Xiaomi followed in second place with 6 million units and 17% share, ahead of Motorola at 4.9 million units and 14% share. HONOR ranked fourth with 3.4 million units and 10% share, while Apple rounded out the top five with 1.8 million units and 5% share.
While Apple saw a modest 400-thousand shipment increase in absolute numbers, this represented a 31% jump in annual growth, the biggest from the bunch, closely followed by HONOR, with a 30% jump.
Overall, the market saw 34.8 million shipments, a modest 3% increase, as “shortage and increase in the cost of memory components caused a reduction in the offer and availability of affordable devices,” said Senior Analyst at Omdia, Miguel Ángel Pérez.
The report shows that the top five markets in the segment accounted for 73% of shipments in Q1 2026, with Brazil and Mexico being the only two markets where Apple made an appearance.

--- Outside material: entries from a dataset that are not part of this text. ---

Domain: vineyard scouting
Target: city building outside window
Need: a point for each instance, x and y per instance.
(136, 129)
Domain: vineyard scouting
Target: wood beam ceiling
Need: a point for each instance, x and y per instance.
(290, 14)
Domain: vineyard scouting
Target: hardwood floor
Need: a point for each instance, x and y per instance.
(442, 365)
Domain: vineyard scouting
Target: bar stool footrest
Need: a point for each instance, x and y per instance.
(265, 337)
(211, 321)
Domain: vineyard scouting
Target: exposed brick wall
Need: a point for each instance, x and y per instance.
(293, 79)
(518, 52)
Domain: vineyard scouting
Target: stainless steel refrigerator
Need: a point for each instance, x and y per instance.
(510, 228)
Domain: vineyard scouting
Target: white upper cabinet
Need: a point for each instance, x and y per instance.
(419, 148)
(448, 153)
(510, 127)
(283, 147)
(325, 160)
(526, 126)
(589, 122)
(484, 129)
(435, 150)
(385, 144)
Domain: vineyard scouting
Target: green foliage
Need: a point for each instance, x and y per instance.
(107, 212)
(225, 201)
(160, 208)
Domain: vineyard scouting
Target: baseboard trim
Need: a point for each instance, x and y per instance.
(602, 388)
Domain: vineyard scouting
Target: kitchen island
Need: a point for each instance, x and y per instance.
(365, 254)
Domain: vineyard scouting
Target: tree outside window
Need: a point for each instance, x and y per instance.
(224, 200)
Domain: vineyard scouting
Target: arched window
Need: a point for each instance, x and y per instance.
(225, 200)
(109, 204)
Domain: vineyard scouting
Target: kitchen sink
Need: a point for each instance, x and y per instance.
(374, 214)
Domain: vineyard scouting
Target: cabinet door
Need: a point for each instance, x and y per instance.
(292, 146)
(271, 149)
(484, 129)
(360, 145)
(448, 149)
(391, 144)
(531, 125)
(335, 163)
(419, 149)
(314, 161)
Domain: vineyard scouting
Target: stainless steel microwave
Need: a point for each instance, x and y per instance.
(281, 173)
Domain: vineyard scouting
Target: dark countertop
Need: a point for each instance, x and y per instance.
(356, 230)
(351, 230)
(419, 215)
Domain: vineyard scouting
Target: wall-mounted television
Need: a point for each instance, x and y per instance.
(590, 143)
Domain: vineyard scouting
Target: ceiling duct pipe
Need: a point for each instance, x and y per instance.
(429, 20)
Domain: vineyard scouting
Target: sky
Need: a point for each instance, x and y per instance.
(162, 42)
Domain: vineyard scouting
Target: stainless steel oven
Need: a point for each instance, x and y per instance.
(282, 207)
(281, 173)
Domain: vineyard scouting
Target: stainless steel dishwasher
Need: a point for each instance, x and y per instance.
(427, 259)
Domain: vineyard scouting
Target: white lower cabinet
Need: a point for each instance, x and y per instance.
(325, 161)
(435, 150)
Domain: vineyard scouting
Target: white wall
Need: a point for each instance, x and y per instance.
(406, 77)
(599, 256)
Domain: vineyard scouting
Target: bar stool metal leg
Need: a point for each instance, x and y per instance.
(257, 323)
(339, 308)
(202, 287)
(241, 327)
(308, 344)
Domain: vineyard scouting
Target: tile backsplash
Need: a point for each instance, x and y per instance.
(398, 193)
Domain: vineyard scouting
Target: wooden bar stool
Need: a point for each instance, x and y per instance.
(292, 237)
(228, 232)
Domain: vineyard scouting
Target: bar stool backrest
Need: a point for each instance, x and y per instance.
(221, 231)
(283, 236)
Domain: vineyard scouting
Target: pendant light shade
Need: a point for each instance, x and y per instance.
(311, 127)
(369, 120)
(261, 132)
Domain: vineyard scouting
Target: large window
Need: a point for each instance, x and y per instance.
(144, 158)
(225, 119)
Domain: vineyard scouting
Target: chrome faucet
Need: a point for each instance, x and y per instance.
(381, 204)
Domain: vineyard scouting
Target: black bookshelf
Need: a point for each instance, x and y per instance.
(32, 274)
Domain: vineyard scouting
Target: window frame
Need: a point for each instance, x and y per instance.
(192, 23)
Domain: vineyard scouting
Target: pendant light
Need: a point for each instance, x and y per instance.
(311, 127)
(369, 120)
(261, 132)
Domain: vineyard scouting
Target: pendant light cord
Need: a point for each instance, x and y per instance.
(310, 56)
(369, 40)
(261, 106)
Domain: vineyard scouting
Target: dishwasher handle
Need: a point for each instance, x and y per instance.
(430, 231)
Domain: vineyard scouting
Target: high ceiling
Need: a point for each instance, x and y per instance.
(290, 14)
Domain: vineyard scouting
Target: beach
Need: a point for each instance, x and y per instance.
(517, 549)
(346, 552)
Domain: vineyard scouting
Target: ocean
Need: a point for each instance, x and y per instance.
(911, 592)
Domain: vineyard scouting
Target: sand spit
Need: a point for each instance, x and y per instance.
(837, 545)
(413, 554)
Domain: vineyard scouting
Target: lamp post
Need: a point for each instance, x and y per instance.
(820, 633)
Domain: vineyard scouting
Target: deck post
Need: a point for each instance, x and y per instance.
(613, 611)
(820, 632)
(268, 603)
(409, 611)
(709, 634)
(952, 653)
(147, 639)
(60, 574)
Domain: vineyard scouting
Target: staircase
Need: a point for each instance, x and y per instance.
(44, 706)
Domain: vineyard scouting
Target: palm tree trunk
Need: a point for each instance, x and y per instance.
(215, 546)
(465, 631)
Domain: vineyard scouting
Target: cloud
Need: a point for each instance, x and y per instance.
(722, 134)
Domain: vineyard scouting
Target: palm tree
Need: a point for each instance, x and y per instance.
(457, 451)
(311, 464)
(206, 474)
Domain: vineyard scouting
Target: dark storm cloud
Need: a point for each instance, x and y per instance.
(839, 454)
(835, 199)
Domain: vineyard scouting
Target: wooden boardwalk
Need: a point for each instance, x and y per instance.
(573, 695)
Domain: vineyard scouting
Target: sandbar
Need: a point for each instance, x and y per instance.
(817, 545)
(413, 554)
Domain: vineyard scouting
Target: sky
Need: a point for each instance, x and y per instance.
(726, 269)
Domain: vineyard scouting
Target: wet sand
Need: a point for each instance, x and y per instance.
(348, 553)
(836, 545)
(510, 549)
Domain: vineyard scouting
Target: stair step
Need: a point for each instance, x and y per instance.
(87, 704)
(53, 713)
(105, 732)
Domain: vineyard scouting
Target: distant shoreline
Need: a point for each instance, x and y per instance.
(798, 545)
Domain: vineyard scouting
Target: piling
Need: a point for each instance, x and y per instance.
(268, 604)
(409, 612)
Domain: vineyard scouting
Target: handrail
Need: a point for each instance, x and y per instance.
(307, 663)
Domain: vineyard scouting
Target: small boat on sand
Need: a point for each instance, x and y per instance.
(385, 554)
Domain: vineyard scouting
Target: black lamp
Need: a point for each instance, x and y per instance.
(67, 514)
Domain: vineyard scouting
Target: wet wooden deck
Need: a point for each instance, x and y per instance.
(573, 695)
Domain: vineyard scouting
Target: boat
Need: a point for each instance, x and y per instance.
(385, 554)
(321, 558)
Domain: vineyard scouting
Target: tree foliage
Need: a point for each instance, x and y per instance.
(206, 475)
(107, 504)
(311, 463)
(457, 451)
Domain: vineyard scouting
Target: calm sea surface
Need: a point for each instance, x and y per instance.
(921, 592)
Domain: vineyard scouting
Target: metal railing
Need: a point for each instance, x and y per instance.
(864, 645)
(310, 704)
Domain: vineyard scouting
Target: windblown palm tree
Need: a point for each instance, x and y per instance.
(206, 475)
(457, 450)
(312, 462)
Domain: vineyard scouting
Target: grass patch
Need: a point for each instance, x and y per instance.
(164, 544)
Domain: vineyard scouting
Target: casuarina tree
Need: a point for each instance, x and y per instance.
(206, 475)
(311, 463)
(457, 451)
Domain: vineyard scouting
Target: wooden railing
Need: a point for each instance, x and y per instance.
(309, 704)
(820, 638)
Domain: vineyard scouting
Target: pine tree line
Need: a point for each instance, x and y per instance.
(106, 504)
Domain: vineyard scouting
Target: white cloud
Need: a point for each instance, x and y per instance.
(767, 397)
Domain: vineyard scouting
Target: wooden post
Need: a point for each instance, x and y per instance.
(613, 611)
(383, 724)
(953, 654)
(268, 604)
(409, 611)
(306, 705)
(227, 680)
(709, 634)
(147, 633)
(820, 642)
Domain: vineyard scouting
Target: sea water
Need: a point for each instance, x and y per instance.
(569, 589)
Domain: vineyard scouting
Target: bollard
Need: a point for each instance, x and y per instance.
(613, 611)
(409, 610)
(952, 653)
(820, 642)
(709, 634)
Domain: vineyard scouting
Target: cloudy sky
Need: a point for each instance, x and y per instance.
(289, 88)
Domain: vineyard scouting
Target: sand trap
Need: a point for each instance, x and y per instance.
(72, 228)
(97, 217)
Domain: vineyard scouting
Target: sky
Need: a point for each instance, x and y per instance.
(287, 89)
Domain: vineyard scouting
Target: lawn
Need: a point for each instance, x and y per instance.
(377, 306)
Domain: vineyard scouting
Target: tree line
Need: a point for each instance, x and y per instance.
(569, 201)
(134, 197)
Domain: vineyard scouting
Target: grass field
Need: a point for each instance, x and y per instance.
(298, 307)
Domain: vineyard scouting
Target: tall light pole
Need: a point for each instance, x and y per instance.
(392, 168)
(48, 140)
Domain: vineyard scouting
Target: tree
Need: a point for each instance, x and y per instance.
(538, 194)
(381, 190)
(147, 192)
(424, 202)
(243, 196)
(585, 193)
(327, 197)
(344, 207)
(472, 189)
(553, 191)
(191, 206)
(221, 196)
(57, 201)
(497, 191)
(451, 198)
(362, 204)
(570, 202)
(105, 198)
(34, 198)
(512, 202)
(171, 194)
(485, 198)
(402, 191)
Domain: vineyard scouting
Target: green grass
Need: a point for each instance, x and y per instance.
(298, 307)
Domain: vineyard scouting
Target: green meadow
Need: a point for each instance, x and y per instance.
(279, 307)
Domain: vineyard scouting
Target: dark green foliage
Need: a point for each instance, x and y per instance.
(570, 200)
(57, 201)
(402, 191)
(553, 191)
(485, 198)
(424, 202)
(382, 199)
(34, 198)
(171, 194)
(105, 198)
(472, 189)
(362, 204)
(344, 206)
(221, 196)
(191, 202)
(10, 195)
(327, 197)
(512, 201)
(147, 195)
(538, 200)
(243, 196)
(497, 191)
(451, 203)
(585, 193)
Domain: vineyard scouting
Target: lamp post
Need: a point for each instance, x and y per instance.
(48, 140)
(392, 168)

Apple ranked fifth in Brazil with a 5% share, while in Mexico the company climbed to third place with a 16% share, after “an exceptional performance in Mexico (+80% YoY) and robust reception of the iPhone 17 series,” Omdia said.
Looking ahead, Omdia says rising memory costs are expected to become more visible in retail prices from late Q2 onward, particularly below the $300 mark.
For Apple, that makes the higher-end resilience especially relevant, given that the iPhone largely competes above those more price-sensitive tiers.